ScotAccount – Why secure, reusable digital identity matters
The first minister’s new policy prospectus, Equality, opportunity, community, sets out the importance of “rolling out modern digital services that are easy to access, reliable and effective”. This will “remove the need for manual processing, reduce failure demand and meet people’s expectations of how they want to interact with government, securely and in a manner which protects their privacy”.
This is what we’ve set out to do by delivering ScotAccount as a public sector-wide digital identity service. This is a reusable set of digital common components, that can be integrated into public services, to enable people to securely access the services they are entitled to.
This is also a commitment within Scotland’s Digital Strategy, A changing nation: how Scotland will thrive in a digital world, jointly developed by Scottish Government and Cosla. The strategy commits to introducing a digital identity service for all users.
Being sure of the identity of the person applying or returning to a service reduces identity theft and fraud and ensures that services and payments go to the right person. ScotAccount simplifies things for both the user and the service they are accessing and offering a common approach, across the public sector, provides scale and value for money.
We launched the first live trial version (private beta) of ScotAccount on 28 February 2023, in partnership with Disclosure Scotland. Users can create a secure ScotAccount, using two-factor authentication, and verify their identity to access the results of their disclosure checks. We aim to begin roll out to other services later this year.
ScotAccount – a standards-based approach
ScotAccount is standards-based, accessible and designed around the needs of users.
We have designed ScotAccount with the Digital Scotland Service Standard at its core. The standard – which all organisations delivering public services should work towards – aims to make sure that services in Scotland are continually improving and that users are always the focus. ScotAccount also embeds the Scottish Approach to Service Design and has been shaped, so far, by over 40 rounds of user research, and deliberative public engagement.
ScotAccount has been independently assessed to meet the UK Government Good Practice Guide standards for digital identity, which mitigates the risk of identity fraud.
Our overall approach to ScotAccount is also designed to protect people’s privacy and personal information. There are several measures to implement “privacy by design”, for example: users only share the minimum information they need to provide to access a service and there is no centralised database of personal information. Additionally, personal data and biometric information, processed during identity verification, will be deleted after the checks are complete. This sensitive data cannot be retained by our technology partner – which is a clear condition of our use of private sector provider technology, within our service components.
ScotAccount follows technical and security standards, in line with National Cyber Security Centre guidance. ScotAccount has robust encryption and authentication protocols, making it difficult for malicious actors to forge or tamper with digital identities. This helps protect against identity theft, fraud, and unauthorised access to sensitive information.
With a reusable digital identity, people can verify their identity quickly and securely across services. Reuse across multiple services also means that people can use their secure ScotAccount login credentials and digital identity across multiple services. This means less repetition and reduces the effort for both users and public services.
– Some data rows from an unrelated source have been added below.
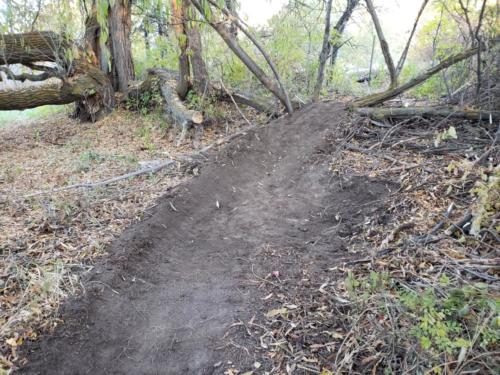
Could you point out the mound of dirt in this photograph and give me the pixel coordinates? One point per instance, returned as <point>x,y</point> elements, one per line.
<point>174,283</point>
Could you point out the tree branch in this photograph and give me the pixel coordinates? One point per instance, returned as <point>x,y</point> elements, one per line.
<point>393,92</point>
<point>383,44</point>
<point>26,76</point>
<point>402,59</point>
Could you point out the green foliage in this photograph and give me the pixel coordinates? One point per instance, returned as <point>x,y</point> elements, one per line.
<point>442,318</point>
<point>206,104</point>
<point>488,204</point>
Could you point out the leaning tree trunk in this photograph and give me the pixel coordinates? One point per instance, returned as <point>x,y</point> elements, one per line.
<point>31,47</point>
<point>120,25</point>
<point>222,27</point>
<point>68,81</point>
<point>391,93</point>
<point>114,56</point>
<point>179,21</point>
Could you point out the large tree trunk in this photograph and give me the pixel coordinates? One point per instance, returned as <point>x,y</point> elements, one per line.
<point>31,47</point>
<point>70,81</point>
<point>179,21</point>
<point>331,48</point>
<point>120,25</point>
<point>114,56</point>
<point>325,51</point>
<point>339,29</point>
<point>200,74</point>
<point>384,46</point>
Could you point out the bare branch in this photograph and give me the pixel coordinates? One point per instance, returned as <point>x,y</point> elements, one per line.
<point>393,92</point>
<point>402,59</point>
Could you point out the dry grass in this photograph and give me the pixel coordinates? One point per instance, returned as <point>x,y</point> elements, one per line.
<point>420,292</point>
<point>48,241</point>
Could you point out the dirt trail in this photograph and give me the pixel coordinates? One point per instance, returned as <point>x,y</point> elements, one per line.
<point>174,283</point>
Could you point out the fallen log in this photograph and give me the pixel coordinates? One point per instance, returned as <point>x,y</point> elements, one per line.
<point>68,78</point>
<point>398,113</point>
<point>393,92</point>
<point>88,87</point>
<point>165,82</point>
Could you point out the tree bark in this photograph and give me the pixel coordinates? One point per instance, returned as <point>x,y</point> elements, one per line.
<point>402,59</point>
<point>114,56</point>
<point>89,87</point>
<point>228,37</point>
<point>379,98</point>
<point>331,49</point>
<point>402,113</point>
<point>178,19</point>
<point>32,47</point>
<point>340,27</point>
<point>120,25</point>
<point>325,51</point>
<point>78,80</point>
<point>200,73</point>
<point>383,44</point>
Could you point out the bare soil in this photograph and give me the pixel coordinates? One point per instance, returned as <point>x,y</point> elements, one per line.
<point>173,284</point>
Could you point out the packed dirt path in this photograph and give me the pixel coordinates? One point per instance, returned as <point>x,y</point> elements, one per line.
<point>174,283</point>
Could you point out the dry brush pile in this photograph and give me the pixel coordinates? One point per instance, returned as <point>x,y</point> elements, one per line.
<point>418,291</point>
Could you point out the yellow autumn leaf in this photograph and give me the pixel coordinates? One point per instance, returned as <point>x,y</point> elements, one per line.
<point>275,312</point>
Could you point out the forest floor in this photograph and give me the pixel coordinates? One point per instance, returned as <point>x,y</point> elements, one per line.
<point>284,252</point>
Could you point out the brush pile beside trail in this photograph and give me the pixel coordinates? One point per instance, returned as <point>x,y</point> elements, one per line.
<point>418,291</point>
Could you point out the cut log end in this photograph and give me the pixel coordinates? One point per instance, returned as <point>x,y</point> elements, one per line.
<point>197,118</point>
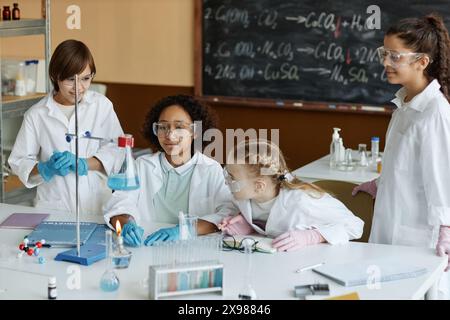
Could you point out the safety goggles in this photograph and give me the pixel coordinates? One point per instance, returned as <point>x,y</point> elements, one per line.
<point>230,243</point>
<point>397,59</point>
<point>85,81</point>
<point>179,128</point>
<point>235,186</point>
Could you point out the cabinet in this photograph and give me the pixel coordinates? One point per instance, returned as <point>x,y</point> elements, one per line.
<point>12,108</point>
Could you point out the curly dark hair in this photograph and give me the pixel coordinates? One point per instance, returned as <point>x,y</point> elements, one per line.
<point>196,110</point>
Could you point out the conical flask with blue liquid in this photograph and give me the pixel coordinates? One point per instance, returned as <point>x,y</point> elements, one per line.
<point>126,178</point>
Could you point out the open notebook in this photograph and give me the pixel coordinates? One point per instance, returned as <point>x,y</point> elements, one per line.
<point>263,244</point>
<point>23,220</point>
<point>367,272</point>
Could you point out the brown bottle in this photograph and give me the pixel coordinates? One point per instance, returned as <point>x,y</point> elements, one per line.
<point>6,13</point>
<point>16,12</point>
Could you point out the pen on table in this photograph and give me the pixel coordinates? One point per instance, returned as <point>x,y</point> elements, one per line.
<point>309,267</point>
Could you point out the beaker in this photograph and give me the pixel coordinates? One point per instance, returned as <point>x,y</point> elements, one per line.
<point>126,178</point>
<point>109,281</point>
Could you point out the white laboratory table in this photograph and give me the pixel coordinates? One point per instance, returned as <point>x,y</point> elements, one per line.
<point>274,275</point>
<point>320,170</point>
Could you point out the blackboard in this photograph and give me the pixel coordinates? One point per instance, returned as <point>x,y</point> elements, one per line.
<point>291,52</point>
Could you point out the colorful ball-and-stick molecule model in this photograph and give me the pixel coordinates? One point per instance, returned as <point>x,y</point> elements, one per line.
<point>23,247</point>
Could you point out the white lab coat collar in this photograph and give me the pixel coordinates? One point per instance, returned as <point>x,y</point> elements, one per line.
<point>181,170</point>
<point>197,159</point>
<point>56,113</point>
<point>420,101</point>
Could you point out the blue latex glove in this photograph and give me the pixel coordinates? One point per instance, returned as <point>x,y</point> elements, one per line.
<point>67,161</point>
<point>48,168</point>
<point>132,234</point>
<point>167,234</point>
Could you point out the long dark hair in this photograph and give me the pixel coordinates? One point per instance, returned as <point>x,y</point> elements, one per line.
<point>430,36</point>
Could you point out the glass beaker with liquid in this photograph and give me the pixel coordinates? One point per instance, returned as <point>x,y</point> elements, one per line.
<point>126,178</point>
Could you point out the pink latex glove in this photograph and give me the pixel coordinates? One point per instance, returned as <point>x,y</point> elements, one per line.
<point>236,225</point>
<point>367,187</point>
<point>297,239</point>
<point>443,246</point>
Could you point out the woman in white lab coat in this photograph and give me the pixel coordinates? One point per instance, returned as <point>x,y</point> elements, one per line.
<point>412,204</point>
<point>275,204</point>
<point>176,178</point>
<point>42,157</point>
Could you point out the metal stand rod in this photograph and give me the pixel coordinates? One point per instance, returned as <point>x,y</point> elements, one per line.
<point>77,208</point>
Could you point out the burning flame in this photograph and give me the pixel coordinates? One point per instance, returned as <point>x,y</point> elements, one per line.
<point>118,227</point>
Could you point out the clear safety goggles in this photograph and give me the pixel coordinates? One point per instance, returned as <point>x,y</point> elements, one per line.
<point>235,186</point>
<point>179,128</point>
<point>85,81</point>
<point>397,59</point>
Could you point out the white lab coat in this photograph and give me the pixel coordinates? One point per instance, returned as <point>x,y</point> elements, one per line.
<point>413,196</point>
<point>296,209</point>
<point>43,131</point>
<point>208,191</point>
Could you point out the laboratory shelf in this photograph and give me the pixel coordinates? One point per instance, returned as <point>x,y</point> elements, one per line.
<point>14,106</point>
<point>12,190</point>
<point>22,27</point>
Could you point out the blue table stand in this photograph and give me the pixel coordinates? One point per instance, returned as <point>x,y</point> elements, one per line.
<point>89,253</point>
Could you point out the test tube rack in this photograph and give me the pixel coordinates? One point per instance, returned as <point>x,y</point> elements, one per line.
<point>185,279</point>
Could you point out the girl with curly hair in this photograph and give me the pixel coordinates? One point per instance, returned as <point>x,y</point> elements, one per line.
<point>175,178</point>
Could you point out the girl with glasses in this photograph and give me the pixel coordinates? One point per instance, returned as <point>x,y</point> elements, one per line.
<point>412,205</point>
<point>274,203</point>
<point>175,178</point>
<point>42,157</point>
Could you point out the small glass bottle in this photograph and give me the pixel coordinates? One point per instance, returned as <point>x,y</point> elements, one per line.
<point>362,152</point>
<point>375,149</point>
<point>20,88</point>
<point>16,12</point>
<point>52,292</point>
<point>6,13</point>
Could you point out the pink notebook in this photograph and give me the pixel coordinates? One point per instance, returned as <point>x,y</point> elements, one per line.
<point>23,220</point>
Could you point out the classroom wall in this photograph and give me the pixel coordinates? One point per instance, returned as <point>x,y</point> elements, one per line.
<point>133,41</point>
<point>144,50</point>
<point>304,135</point>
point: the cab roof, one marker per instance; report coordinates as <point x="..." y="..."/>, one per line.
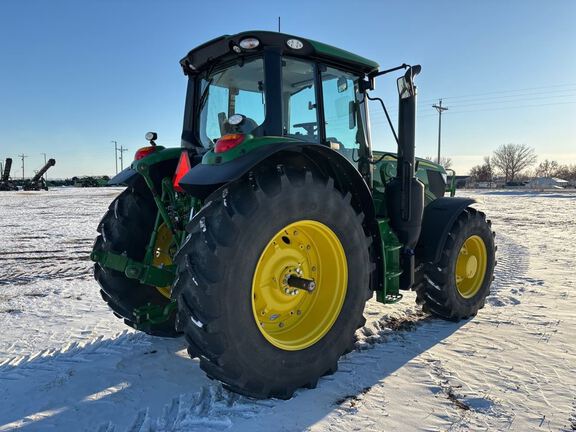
<point x="220" y="48"/>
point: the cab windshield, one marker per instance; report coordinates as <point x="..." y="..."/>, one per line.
<point x="231" y="100"/>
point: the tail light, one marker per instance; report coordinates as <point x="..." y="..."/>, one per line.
<point x="143" y="152"/>
<point x="181" y="170"/>
<point x="228" y="142"/>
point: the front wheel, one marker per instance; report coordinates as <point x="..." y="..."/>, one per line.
<point x="272" y="282"/>
<point x="456" y="287"/>
<point x="126" y="229"/>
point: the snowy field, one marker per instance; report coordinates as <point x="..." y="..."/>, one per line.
<point x="67" y="364"/>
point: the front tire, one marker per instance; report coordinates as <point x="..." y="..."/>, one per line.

A reusable digital identity can also lead to cost savings. Repeating similar online checks across different services duplicates effort and cost. Reusing a digital identity reduces the number of checks that need to be done. In-person checking of physical documents and manual processes can also be expensive and time-consuming. ScotAccount reduces the reliance on in-person checking, and enables users to directly access services online. Furthermore, ScotAccount is a set of common components ready for integration for public services – which means organisations do not need to build their own approach.
The Digital Scotland Service Standard states “make sure everyone can use the service”. This means providing a service that everyone can use, including disabled people and people who don’t have access to the internet, or lack the skills or confidence to use it.
We have tested ScotAccount against the Web Content Accessibility Guidelines, and we have included specific rounds of research with people with accessibility needs, including disabled people. For example, users with visual impairment showed us how they navigate our service using assistive technology, and we made design changes in response to their feedback.
We are also committed to maintaining offline routes, for users who are unable to use, or choose not to use, a digital route.
Public engagement research highlighted that people recognise the importance of overcoming barriers for those who have accessibility issues. They were also highly supportive of offering an offline alternative, where this is needed.
The Digital Scotland Service Standard also states that all services are designed to meet the end-to-end needs of the user.
By engaging with the public at every stage of the service development and using an iterative development process for ScotAccount, we have developed a user-friendly approach.
Our public engagement research showed that there is a strong appetite for ScotAccount. Most see it as a simple and convenient way to access public services in Scotland, addressing many pain points with existing services – such as the need to use multiple accounts and to repeat processes. People also value control over their own personal data at every stage.
Effective collaboration for digital transformation
I am presenting our work on ScotAccount, jointly with Disclosure Scotland, as part of a case study at the Digital Transformation 2023 event, and I am happy to speak to any services who are interested in rolling out ScotAccount as part of their service.
Isaac Smith is deputy director for cloud and digital services within the Digital Directorate of the Scottish Government. He will be speaking at Holyrood's Digital Transformation event on 6 June.